03.11.2024 – 28.11.2024 Ecuador und Galapagos – 24./25. Tag: Flug von Galapagos über Guayaquil und Quito nach Madrid

Heute stand uns der lange Ritt zurück nach Europa bevor. Zum Glück wurden wir aber wenigstens erst um 8:45 Uhr abgeholt, so dass wir einigermaßen ausschlafen konnten und auch noch Zeit zum Frühstücken hatten.

Anschließend wurden wir dann auf einer rund 45minütigen Fahrt über die Insel zum Fähranleger der Insel Baltra gebracht. Baltra ist eine kleine vorgelagerte Insel, auf der sich der Flughafen für Santa Cruz befindet.

Mit dem Taxiboot setzten wir wieder für 1 Dollar pro Person über. Auf Baltra mussten wir uns dann noch ein Busticket zum Flughafen besorgen, was nochmal 5 Dollar pro Person kostete. Es fuhren zwei Busse. Unser Gepäck landete im anderen Bus, aber wir waren guter Dinge, dass diese trotzdem ankommen. Die Fahrt dauerte auch nicht allzu lange, bis wir den Flughafen erreichten. Wie süß im Vergleich zu Frankfurt 😉.

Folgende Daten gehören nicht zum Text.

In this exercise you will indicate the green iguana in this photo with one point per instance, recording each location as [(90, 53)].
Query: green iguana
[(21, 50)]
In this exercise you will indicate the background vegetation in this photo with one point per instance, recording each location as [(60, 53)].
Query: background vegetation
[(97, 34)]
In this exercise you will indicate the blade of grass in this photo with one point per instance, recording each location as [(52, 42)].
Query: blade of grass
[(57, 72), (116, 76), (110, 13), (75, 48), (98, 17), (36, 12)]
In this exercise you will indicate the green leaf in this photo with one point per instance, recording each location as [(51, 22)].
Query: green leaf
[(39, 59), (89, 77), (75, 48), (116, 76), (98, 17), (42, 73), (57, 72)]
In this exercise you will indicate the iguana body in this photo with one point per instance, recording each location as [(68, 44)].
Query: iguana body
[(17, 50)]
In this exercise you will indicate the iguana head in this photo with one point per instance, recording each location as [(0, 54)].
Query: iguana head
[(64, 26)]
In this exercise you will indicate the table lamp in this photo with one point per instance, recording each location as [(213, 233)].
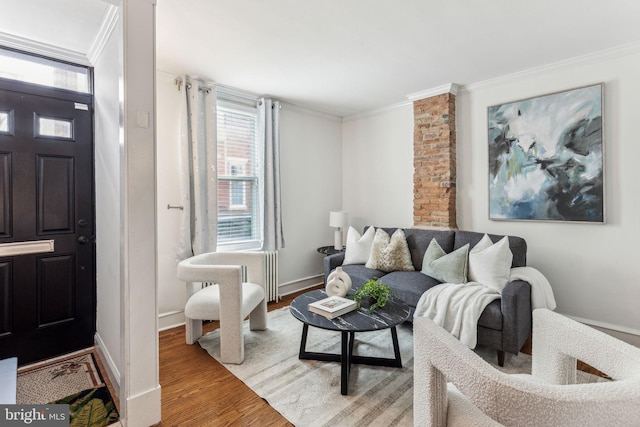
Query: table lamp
[(338, 219)]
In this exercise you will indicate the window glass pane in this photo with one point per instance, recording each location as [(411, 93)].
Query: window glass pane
[(34, 69), (237, 173), (5, 122), (57, 128)]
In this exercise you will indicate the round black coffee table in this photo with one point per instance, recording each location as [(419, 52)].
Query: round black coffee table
[(388, 317)]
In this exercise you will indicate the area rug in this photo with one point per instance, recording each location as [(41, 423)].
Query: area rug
[(307, 393), (75, 381)]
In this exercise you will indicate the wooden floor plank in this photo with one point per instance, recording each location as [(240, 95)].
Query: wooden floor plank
[(199, 391)]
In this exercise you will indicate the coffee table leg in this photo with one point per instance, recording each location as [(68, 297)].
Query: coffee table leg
[(396, 347), (303, 341), (346, 361)]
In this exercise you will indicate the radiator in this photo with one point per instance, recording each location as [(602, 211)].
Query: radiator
[(271, 273)]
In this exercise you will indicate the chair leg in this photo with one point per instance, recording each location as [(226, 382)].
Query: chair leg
[(258, 317), (231, 338), (193, 330)]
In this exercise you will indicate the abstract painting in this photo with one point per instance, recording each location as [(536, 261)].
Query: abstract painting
[(546, 157)]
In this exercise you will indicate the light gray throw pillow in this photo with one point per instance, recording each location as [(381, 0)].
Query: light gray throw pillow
[(445, 267)]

Am Flughafen warteten dann schon unsere Mitreisenden mit unserem Gepäck auf uns. Sehr aufmerksam.

Eingecheckt hatten wir schon am Vorabend. Jetzt war nur noch Koffer aufgeben angesagt. Da musste ich dann nochmal bangen, weil mein Koffer stolze 25 kg auf die Waage brachte. Wahrscheinlich ging es durch, weil Björn nur 21 kg hatte. Glücklicherweise konnten wir das Gepäck auch bis Madrid durchchecken, die anderen bis Frankfurt oder Berlin. Meinen Panamahut hatte ich in einer Schachtel als zweites Handgepäckstück, auch hier moserte niemand.

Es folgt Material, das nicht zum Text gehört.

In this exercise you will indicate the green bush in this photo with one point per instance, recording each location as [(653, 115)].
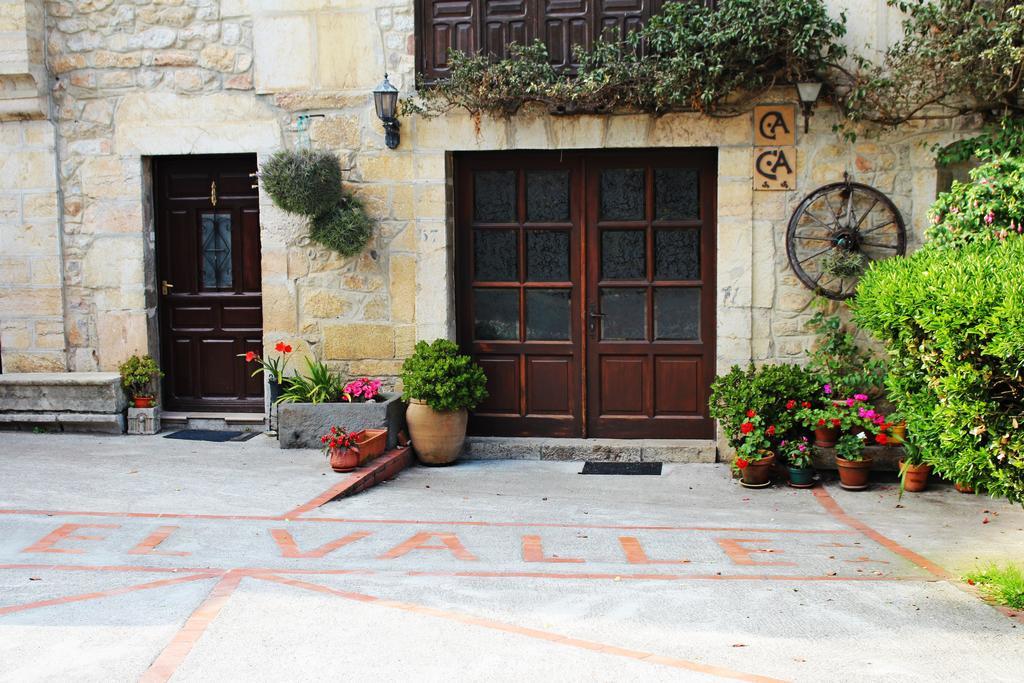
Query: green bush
[(953, 326), (443, 378), (765, 390), (138, 376), (991, 207), (345, 228), (303, 181)]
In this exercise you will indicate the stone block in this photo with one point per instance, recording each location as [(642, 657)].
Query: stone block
[(301, 425), (402, 288), (284, 57), (350, 54), (601, 450), (355, 341), (61, 392)]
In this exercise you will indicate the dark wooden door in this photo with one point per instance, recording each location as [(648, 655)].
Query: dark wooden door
[(519, 228), (208, 282), (586, 290)]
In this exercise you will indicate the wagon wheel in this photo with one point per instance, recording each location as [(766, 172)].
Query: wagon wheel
[(837, 231)]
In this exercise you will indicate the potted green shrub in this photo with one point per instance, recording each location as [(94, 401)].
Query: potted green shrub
[(754, 456), (854, 468), (441, 385), (138, 377), (799, 455), (913, 470)]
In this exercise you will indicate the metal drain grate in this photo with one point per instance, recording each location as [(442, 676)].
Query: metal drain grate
[(622, 468)]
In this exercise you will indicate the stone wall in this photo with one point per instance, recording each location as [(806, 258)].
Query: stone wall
[(32, 336), (142, 62)]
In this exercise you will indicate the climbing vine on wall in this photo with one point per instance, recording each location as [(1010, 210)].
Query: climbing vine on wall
[(308, 182), (956, 57)]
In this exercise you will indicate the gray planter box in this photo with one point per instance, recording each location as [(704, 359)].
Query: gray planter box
[(301, 425)]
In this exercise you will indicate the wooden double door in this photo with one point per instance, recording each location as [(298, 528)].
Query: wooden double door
[(586, 291), (208, 282)]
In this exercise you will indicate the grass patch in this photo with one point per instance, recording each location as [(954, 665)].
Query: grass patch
[(1004, 585)]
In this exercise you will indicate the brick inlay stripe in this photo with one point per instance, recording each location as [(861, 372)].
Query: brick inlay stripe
[(547, 636)]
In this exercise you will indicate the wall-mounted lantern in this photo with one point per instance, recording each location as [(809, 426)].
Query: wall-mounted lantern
[(808, 91), (386, 102)]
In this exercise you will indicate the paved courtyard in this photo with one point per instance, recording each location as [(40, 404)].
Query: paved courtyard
[(144, 558)]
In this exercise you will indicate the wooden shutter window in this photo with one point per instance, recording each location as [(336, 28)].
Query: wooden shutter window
[(487, 27)]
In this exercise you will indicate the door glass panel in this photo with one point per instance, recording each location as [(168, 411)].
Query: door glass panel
[(677, 254), (624, 255), (677, 313), (216, 251), (547, 197), (625, 312), (496, 313), (623, 194), (676, 194), (548, 256), (494, 197), (496, 256), (548, 314)]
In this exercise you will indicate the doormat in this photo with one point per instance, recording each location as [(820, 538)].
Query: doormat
[(622, 468), (211, 435)]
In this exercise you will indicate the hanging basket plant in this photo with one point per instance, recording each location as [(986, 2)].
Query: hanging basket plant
[(345, 228), (304, 181), (308, 182)]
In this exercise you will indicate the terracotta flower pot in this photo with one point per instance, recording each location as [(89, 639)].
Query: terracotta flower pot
[(344, 460), (437, 435), (825, 437), (914, 476), (854, 474), (758, 473)]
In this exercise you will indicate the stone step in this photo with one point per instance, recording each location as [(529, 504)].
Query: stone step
[(607, 450), (62, 401)]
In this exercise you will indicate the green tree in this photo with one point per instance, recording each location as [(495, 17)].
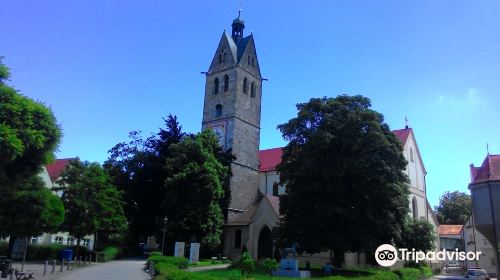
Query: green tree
[(91, 202), (138, 169), (343, 168), (29, 135), (454, 208), (194, 189), (418, 234)]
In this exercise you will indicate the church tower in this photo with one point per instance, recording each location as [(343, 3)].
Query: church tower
[(233, 94)]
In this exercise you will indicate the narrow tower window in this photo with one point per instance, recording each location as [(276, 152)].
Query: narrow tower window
[(275, 189), (414, 208), (226, 83), (218, 110), (216, 86), (237, 239)]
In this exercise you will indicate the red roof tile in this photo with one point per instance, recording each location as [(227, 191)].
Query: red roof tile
[(55, 169), (270, 158), (489, 170), (450, 229)]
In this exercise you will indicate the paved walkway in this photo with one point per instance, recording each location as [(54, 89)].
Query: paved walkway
[(209, 267), (116, 270)]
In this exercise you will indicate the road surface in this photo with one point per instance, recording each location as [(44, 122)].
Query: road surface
[(116, 270)]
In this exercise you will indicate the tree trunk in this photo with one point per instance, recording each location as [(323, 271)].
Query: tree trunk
[(77, 253), (12, 239)]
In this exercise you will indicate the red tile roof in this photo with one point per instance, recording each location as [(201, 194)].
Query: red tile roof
[(55, 169), (450, 229), (270, 158), (489, 170)]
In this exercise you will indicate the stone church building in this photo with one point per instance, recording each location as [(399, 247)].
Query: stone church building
[(232, 108)]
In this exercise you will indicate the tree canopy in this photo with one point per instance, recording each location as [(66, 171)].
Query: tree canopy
[(418, 234), (29, 136), (92, 203), (454, 208), (343, 171), (195, 188)]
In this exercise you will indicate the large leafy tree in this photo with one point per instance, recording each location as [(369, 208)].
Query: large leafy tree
[(93, 204), (138, 169), (29, 135), (418, 234), (453, 208), (195, 188), (343, 171)]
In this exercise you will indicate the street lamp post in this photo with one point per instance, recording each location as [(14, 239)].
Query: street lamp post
[(164, 231)]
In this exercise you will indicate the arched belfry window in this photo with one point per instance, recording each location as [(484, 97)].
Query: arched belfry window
[(218, 110), (245, 85), (226, 83), (216, 86), (414, 208)]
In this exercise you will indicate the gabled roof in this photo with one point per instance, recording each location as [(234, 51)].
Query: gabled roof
[(270, 158), (402, 134), (450, 229), (238, 47), (55, 169), (488, 171)]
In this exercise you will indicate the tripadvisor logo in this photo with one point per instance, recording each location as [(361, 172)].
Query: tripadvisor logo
[(387, 255)]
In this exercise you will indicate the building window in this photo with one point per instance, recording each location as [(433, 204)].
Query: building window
[(237, 239), (226, 83), (216, 86), (218, 110), (86, 243), (69, 240), (414, 208), (275, 189)]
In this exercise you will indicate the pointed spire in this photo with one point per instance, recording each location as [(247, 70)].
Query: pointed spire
[(238, 26)]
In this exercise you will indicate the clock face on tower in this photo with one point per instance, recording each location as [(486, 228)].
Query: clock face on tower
[(220, 132)]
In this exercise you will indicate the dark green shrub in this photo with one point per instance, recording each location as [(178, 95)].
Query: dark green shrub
[(408, 273)]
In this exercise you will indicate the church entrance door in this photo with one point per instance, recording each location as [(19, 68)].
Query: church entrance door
[(265, 245)]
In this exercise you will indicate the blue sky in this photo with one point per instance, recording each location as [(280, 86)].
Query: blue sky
[(108, 67)]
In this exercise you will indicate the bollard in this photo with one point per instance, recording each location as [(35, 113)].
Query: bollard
[(12, 273)]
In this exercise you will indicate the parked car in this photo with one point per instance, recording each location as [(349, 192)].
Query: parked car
[(476, 273)]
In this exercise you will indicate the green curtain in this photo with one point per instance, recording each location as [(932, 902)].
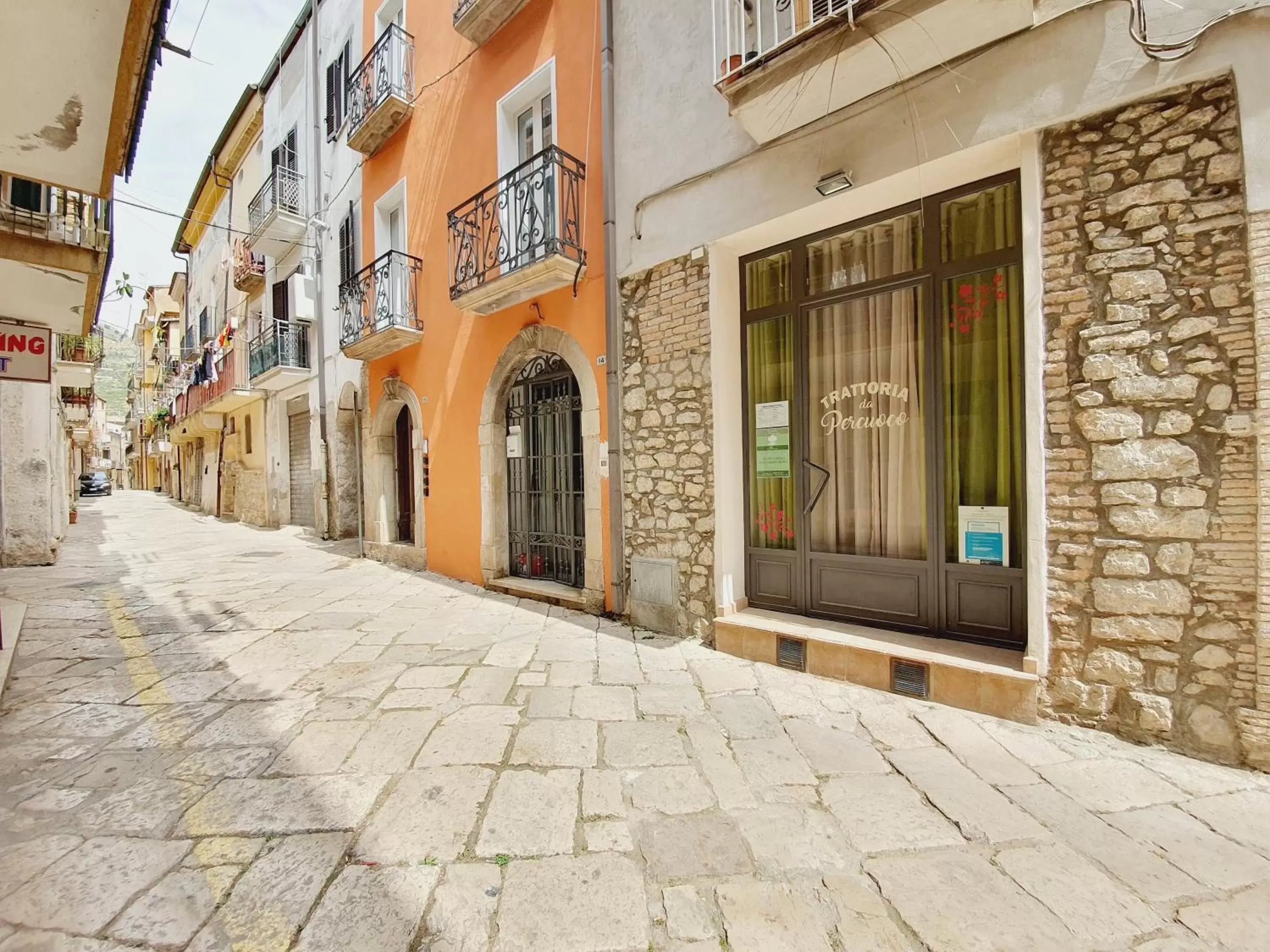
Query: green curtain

Ab durch die Sicherheitskontrolle und dann hatten wir noch Zeit zum Geschäfte gucken und um einen Kaffee zu trinken.

Schließlich wurde unser Flug aufgerufen und unsere Boarding Gruppe war an der Reihe. Die Pässe wurden kontrolliert und wir wurden Richtung Rollfeld geschickt. Dort mussten wir dann ausharren. Nach ca. 20 Minuten wurden wir aber zurückzitiert und es ging zurück zum Gate. Dort bekamen wir dann ein Getränk und einen Keks in die Hand gedrückt und mussten unterschreiben, dass wir das erhalten haben. Merkwürdige Sache.

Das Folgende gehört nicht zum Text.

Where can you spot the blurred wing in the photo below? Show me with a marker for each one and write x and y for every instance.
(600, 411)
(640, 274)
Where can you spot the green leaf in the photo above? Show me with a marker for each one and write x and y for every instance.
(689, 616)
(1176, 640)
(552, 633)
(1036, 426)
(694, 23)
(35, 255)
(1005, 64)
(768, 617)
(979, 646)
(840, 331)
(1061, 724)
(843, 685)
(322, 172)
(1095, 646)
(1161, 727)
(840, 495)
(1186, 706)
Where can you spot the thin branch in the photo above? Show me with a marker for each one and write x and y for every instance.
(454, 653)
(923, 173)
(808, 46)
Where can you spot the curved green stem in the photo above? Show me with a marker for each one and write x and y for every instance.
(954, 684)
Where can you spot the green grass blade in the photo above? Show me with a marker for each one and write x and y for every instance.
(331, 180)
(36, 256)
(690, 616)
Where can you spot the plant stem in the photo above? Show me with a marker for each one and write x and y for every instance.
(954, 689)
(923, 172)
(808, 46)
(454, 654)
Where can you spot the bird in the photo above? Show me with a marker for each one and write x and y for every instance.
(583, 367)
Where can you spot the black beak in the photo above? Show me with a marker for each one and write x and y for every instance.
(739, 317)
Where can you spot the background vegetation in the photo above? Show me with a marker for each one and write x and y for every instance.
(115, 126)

Anschließend war wieder warten angesagt. Letztendlich saßen wir nach erneuter Passkontrolle irgendwann im Flieger und mit rund einer Stunde Verspätung ging es dann los. Der Flug dauerte ungefähr 1,5 h bis nach Guayaquil, wo wir eine Zwischenlandung machten. Hier Wir durften aber im Flieger bleiben. Einige Passagiere stiegen aus, andere kamen hinzu. Hier auf dem Festland hatten wir wieder eine Stunde Zeitverschiebung. Der Stop hat vielleicht 45 Minuten gedauert, dann ging es nochmal 30-45 Minuten weiter nach Quito. Hier verließen wir den Flieger. Unser Gepäck mussten wir ja glücklicherweise nicht abholen. Hier wären normal 3 h Aufenthalt gewesen, durch unsere Verspätung war es dann etwas kürzer.

Aber wir mussten ja sowieso nochmal durch die Passkontrolle und die Sicherheitskontrolle für die internationalen Flüge. Anschließend hatten wir noch etwas Zeit zum Bummeln.

Um 18:50 Uhr abends ging dann der Iberia-Flieger nach Madrid. Die Flugzeit war mit 10:20 h angegeben.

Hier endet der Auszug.